Demographic and Socioeconomic Considerations

At all ages, life expectancy is greater for women than for men. Women outlive men by 5 to 7 years, contributing to a "gender gap" within the elderly population and greater numbers of older women than men. Women will account for more than 23.2 million of the 40.2 million American adults age 65 years and older in 2010; and are expected to exceed 40.1 million of the 71.4 million American elderly by 2030. Women also are more likely than men to live to very advanced ages (e.g., age 85 and above); in 2010, there were roughly 4.2 million American women age 85 and over but only 1.9 million men of that age. By 2030 the numbers will have grown to 6.3 million and 3.3 million, respectively. In other words, among the oldest old, there are roughly 2 women per every one man.

This gender gap in life expectancy is one reason why women are more likely than men to lose their spouse to death. The gender gap in widowhood is compounded by the fact that women typically marry men 2-3 years older than themselves. As a result of the gender gap in life expectancy and widowhood, older women are much more likely than older men to live alone.

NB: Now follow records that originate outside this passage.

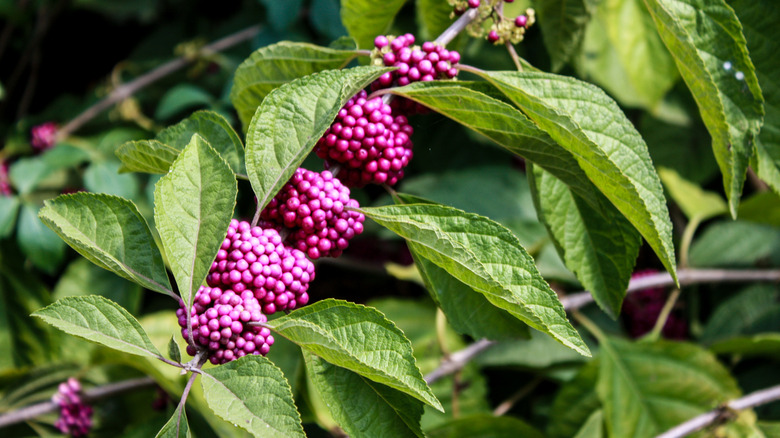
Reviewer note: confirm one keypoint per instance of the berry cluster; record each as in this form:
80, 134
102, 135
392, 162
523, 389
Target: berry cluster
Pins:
256, 260
220, 323
312, 207
367, 142
75, 415
43, 136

Advanced age and living alone greatly increase the risk for nursing home placement. When the daily care needs of a person exceed the level of support available at home, a nursing home may be a dependent person's only option. Yet contrary to popular belief, most older adults, even those in their 80s, live in their own homes or apartments, with only a small minority living in long-term care facilities. According to the U.S. Census, slightly over 5% of persons age 65+ live in nursing homes or assisted living facilities, although this rate increases steadily with age, with rates of 1.4% among those 65-74, 24.5% among those 85+, and almost 50% among those ages 95+.